Manchmal fällt es mir schwer, mich vom Perfektionswahn zu befreien. Dabei bin ich von Perfektion schon ziemlich weit weg, wenn es um den Zustand unserer Wohnung geht. Mit jedem Kind hat das Bedürfnis (und vor allem auch die Fähigkeit) zu einer perfekt aufgeräumten Wohnung abgenommen. Es gibt Orte in der Wohnung, die mir besonders wichtig sind, dass sie aufgeräumt sind für mein Wohlbefinden: der Esstisch, das Bad, die Fläche in der Küche, auf der ich das Essen zubereite. Und es gibt Orte, bei denen ich einfach nicht mehr so genau hinsehe: das staubige Bücherregal, die Wollmäuse unter dem Sofa. Aber ein wenig stört es mich doch immer. Besonders dann, wenn Besuch ansteht. Hektisch versuche ich dann oft, doch noch ein wenig mehr aufzuräumen, etwas mehr zu putzen. Dieses Gefühl, es müsse doch ordentlich sein, sitzt schon ziemlich tief. Außer wenn meine Alles-egal-Freundin kommt.

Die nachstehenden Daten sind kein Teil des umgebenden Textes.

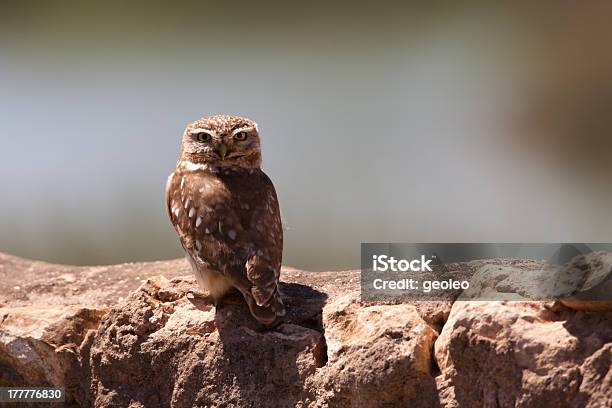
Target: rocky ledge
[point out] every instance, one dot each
(131, 336)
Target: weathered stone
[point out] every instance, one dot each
(507, 354)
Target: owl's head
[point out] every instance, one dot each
(222, 141)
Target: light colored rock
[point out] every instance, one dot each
(585, 283)
(38, 345)
(521, 354)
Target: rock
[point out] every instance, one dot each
(38, 346)
(129, 336)
(507, 354)
(158, 351)
(584, 283)
(379, 355)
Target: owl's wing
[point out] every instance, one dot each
(241, 237)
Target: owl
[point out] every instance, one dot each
(226, 213)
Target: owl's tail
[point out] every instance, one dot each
(268, 313)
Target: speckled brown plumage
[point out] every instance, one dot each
(226, 213)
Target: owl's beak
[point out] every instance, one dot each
(222, 150)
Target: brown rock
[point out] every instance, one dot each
(39, 346)
(154, 346)
(379, 355)
(507, 354)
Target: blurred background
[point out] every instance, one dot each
(380, 121)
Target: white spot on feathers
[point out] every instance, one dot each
(231, 234)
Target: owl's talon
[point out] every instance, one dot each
(195, 294)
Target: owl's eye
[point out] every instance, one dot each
(204, 137)
(240, 136)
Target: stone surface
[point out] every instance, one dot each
(131, 336)
(379, 355)
(524, 354)
(584, 283)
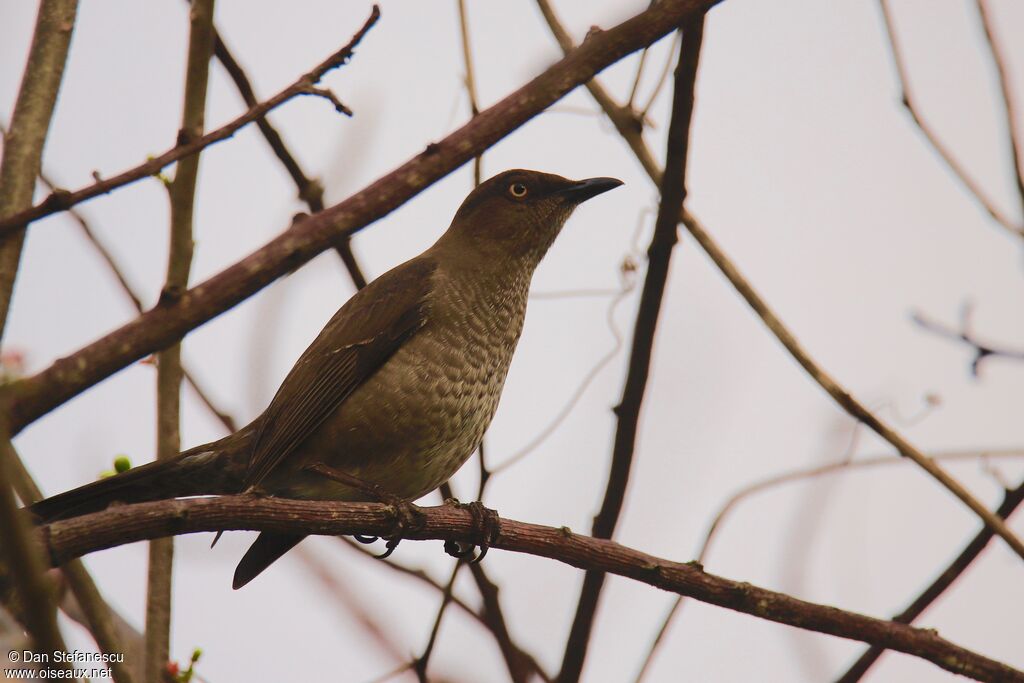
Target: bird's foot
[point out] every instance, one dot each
(406, 515)
(485, 522)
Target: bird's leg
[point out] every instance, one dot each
(406, 515)
(485, 522)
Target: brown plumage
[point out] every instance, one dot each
(398, 387)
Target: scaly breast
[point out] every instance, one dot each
(414, 423)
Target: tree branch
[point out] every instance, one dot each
(310, 191)
(60, 201)
(839, 394)
(1010, 503)
(625, 119)
(68, 377)
(130, 523)
(93, 611)
(673, 191)
(944, 153)
(181, 194)
(23, 148)
(35, 594)
(853, 407)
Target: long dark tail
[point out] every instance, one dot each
(264, 552)
(205, 470)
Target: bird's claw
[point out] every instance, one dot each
(389, 547)
(485, 522)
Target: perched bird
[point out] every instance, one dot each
(397, 389)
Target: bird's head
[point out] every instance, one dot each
(517, 214)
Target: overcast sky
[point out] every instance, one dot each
(803, 165)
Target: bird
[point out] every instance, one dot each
(398, 388)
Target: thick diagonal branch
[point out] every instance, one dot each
(60, 201)
(673, 189)
(34, 396)
(130, 523)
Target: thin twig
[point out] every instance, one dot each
(340, 591)
(310, 191)
(112, 264)
(181, 194)
(1011, 501)
(467, 57)
(629, 125)
(843, 397)
(30, 124)
(27, 568)
(944, 153)
(303, 86)
(581, 389)
(129, 523)
(419, 574)
(519, 663)
(420, 667)
(97, 616)
(34, 396)
(840, 394)
(662, 80)
(19, 165)
(1009, 109)
(673, 193)
(966, 336)
(843, 465)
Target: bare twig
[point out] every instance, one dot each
(34, 396)
(310, 191)
(839, 394)
(338, 590)
(420, 667)
(467, 57)
(629, 125)
(90, 235)
(22, 160)
(944, 153)
(534, 443)
(419, 574)
(1010, 503)
(130, 523)
(1010, 110)
(181, 194)
(519, 663)
(965, 335)
(23, 148)
(801, 474)
(673, 193)
(854, 408)
(305, 85)
(36, 609)
(95, 613)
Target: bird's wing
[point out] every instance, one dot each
(359, 338)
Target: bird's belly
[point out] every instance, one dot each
(411, 425)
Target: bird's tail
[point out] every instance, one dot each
(264, 552)
(201, 471)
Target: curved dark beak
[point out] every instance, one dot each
(585, 189)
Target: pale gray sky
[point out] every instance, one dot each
(804, 166)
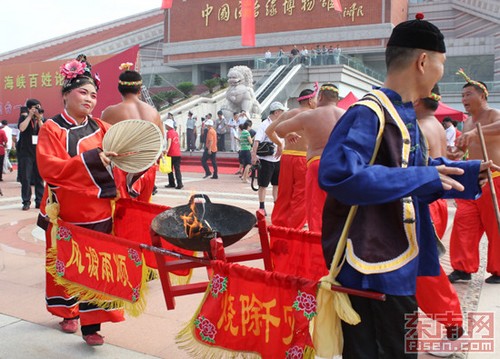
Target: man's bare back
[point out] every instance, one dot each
(487, 117)
(316, 124)
(434, 134)
(300, 143)
(132, 108)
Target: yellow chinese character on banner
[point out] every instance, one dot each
(353, 11)
(8, 83)
(46, 79)
(308, 5)
(257, 9)
(237, 11)
(271, 9)
(289, 319)
(21, 81)
(107, 269)
(121, 269)
(206, 13)
(224, 13)
(328, 4)
(288, 6)
(76, 257)
(227, 315)
(59, 78)
(33, 80)
(93, 262)
(252, 316)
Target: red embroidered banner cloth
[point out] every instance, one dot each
(250, 310)
(98, 261)
(297, 252)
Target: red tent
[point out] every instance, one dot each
(347, 101)
(447, 111)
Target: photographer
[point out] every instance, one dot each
(269, 162)
(30, 121)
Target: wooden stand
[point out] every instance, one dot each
(217, 252)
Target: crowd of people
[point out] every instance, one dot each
(315, 56)
(381, 166)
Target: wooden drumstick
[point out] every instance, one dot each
(490, 177)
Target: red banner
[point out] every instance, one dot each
(247, 23)
(166, 4)
(337, 5)
(297, 252)
(42, 80)
(252, 311)
(98, 267)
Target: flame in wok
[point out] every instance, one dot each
(193, 226)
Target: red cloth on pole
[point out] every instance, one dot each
(436, 296)
(290, 206)
(166, 4)
(472, 219)
(247, 23)
(315, 197)
(439, 215)
(297, 252)
(338, 6)
(252, 311)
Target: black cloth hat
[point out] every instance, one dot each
(418, 34)
(32, 102)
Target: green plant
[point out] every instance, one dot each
(223, 82)
(186, 88)
(160, 98)
(157, 80)
(211, 84)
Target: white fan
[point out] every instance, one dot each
(138, 144)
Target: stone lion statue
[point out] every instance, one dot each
(240, 95)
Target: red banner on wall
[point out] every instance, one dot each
(249, 310)
(247, 23)
(42, 80)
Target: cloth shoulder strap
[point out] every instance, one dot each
(376, 106)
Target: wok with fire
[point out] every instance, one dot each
(194, 225)
(209, 227)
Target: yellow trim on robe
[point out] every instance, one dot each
(294, 153)
(312, 159)
(408, 208)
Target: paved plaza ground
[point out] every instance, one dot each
(27, 330)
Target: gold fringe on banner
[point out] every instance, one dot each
(102, 300)
(187, 341)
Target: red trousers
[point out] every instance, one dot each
(142, 186)
(290, 208)
(315, 196)
(472, 219)
(439, 215)
(60, 304)
(436, 296)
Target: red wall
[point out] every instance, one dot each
(188, 23)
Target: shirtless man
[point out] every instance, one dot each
(474, 217)
(290, 207)
(137, 185)
(436, 296)
(316, 124)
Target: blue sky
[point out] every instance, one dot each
(26, 22)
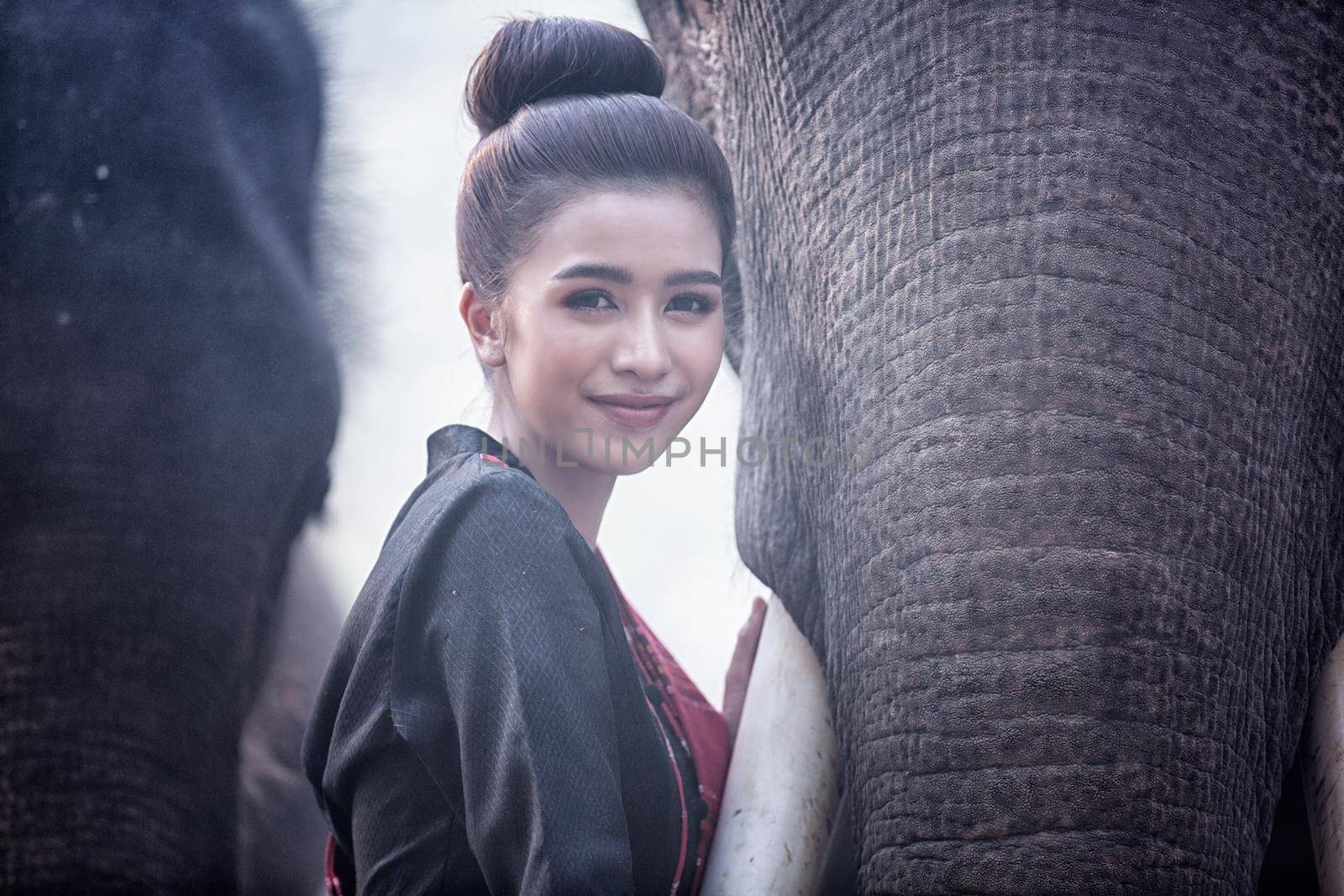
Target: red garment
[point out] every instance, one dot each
(703, 730)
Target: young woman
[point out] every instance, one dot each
(496, 716)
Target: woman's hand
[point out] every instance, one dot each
(739, 668)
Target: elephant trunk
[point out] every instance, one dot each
(1074, 277)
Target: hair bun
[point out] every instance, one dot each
(530, 60)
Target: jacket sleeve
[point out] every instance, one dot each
(501, 687)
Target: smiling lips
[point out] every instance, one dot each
(635, 411)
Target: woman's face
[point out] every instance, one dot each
(617, 305)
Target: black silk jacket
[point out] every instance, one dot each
(483, 726)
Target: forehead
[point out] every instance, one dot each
(645, 231)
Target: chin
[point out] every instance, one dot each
(632, 461)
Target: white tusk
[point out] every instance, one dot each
(1323, 770)
(784, 782)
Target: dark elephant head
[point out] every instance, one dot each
(168, 398)
(1073, 275)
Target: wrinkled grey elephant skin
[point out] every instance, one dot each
(1073, 273)
(168, 398)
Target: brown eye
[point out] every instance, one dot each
(581, 301)
(696, 304)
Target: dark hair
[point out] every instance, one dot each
(564, 107)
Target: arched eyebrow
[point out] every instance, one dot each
(622, 275)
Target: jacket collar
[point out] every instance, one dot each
(459, 439)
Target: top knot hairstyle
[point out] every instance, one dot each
(568, 107)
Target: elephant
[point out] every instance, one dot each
(168, 399)
(1072, 273)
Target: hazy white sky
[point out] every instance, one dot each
(401, 136)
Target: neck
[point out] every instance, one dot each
(581, 490)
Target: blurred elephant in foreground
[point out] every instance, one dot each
(168, 399)
(1073, 275)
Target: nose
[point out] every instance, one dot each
(642, 347)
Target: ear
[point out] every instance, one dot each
(483, 325)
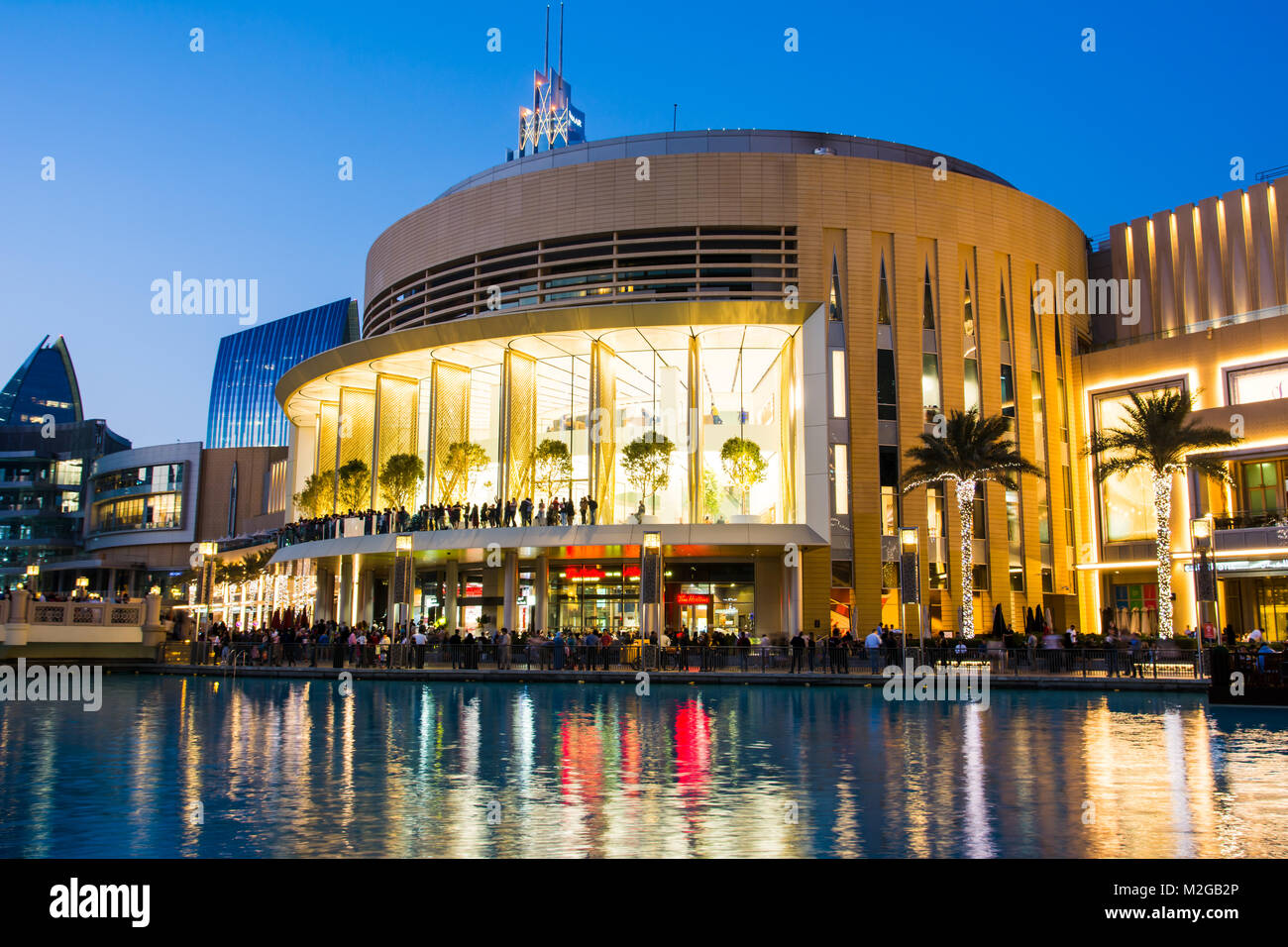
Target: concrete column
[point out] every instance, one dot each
(769, 595)
(510, 589)
(322, 598)
(542, 581)
(346, 590)
(16, 628)
(793, 611)
(452, 582)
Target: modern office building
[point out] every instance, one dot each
(1212, 321)
(142, 518)
(44, 388)
(822, 296)
(150, 505)
(47, 450)
(249, 364)
(43, 499)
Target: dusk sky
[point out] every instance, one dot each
(223, 163)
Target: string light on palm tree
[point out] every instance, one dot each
(966, 451)
(1160, 437)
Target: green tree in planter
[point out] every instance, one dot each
(355, 486)
(399, 476)
(647, 463)
(745, 466)
(317, 499)
(463, 460)
(552, 466)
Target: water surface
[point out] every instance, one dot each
(400, 768)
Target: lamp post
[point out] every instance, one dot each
(403, 577)
(651, 587)
(207, 578)
(910, 578)
(1205, 573)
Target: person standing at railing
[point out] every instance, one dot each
(502, 650)
(874, 646)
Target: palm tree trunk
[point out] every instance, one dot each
(1163, 510)
(966, 512)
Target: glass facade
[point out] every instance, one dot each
(43, 386)
(143, 497)
(243, 408)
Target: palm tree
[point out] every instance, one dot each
(969, 451)
(1158, 436)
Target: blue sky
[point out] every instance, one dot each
(223, 163)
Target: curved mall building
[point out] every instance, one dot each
(823, 296)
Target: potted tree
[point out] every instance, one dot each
(552, 466)
(356, 486)
(647, 463)
(317, 499)
(746, 467)
(462, 460)
(399, 475)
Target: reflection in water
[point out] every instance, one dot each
(295, 768)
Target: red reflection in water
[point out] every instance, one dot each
(692, 750)
(581, 761)
(632, 762)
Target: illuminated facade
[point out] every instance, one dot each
(1212, 321)
(820, 296)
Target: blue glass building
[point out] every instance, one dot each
(44, 385)
(243, 408)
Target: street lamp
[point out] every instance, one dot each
(910, 578)
(651, 587)
(1205, 573)
(207, 552)
(403, 578)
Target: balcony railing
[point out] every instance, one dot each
(1243, 519)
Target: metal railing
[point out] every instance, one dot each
(1158, 663)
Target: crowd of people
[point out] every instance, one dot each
(454, 515)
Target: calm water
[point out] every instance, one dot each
(292, 768)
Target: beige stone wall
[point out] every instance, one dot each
(857, 205)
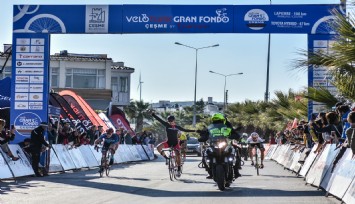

Natürlich frage ich mich auch immer, woher denn dieser Wunsch nach absoluter Sauberkeit und Ordnung kommt. Macht es mich wirklich zu einem besseren Menschen, wenn die Wohnung blitzt und blinkt? Was sagt es über mich aus, wenn ich es schaffe, neben Kindern und Arbeit auch eine ordentliche Wohnung zu bewerkstelligen? Bin dann besser organisiert? Reicht es nicht schon, dass ich drei Kinder und die Arbeit, Partnerschaft, Freunde miteinander in Einklang bringe? Niemand sagt Worte wie: Wie toll, dass Du es immer schaffst Dein Kind pünktlich von der Schule abzuholen. Oder: Super, dass Du immer Taschentücher dabei hast. Die Menschen schauen eher auf saubere Schuhe oder eben den Zustand der vier Wände. Hach, wie schön ordentlich es immer bei Dir ist. Doch meine Alles-egal-Freundin freut sich, wenn ich Kaffee zu Hause habe und mit ihr zusammen am Tisch sitze, der nicht einmal aufgeräumt sein muss. Schön, dass Du einen Kaffee für mich hast.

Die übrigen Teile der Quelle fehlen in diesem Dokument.